Ask there, including the information on buffer size and multiple
hosted systems.
May 1 '07 #9

P: n/a
>I obtained a sniffer and have used it to identify the problem. By
comparing working and non-working scenarios I noted that the available
receive buffer space notified in the tcp/ip packets is around 64K from
XP, but much lower e.g. <=16K for NT. I suspect that the legacy DOS
TCP/IP package I am using is not correctly interpreting buffer available
space when >16K and is perhaps treating this as zero or negative, hence
is not attempting to transmit.
I have tried using SetSockOpt() in my code to set SO_RCVBUF to <16K for
the
socket I am using. However this does not seem to work. An initial call to
GetSockOpt() is not reporting the same as I am seeing with the sniffer,
and
though I use SetSockOpt() to set a different value which a subsequent
GetSockOpt() demonstrates has been set, the buffer space shown by the
sniffer
remains unchanged - hence the DOS TCP/IP is still not able to transmit.

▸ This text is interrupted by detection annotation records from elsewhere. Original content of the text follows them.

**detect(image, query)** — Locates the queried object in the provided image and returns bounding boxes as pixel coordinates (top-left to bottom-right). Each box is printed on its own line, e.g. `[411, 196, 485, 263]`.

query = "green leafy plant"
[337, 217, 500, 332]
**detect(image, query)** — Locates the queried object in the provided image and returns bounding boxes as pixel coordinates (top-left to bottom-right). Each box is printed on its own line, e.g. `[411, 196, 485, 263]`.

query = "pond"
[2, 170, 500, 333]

The only way I have been able to get successful communications is to force
the XP network card to operate at 10Mb/s rather than the default auto
which
results in 100Mb/s. This seems to have the side effect of reducing the
announced buffer space. This is not ideal, but it does at least work
though.
I believe that advertising an MSS (maximum segment size) or recvwnd (receive
window) that large requires an extension in the IP header.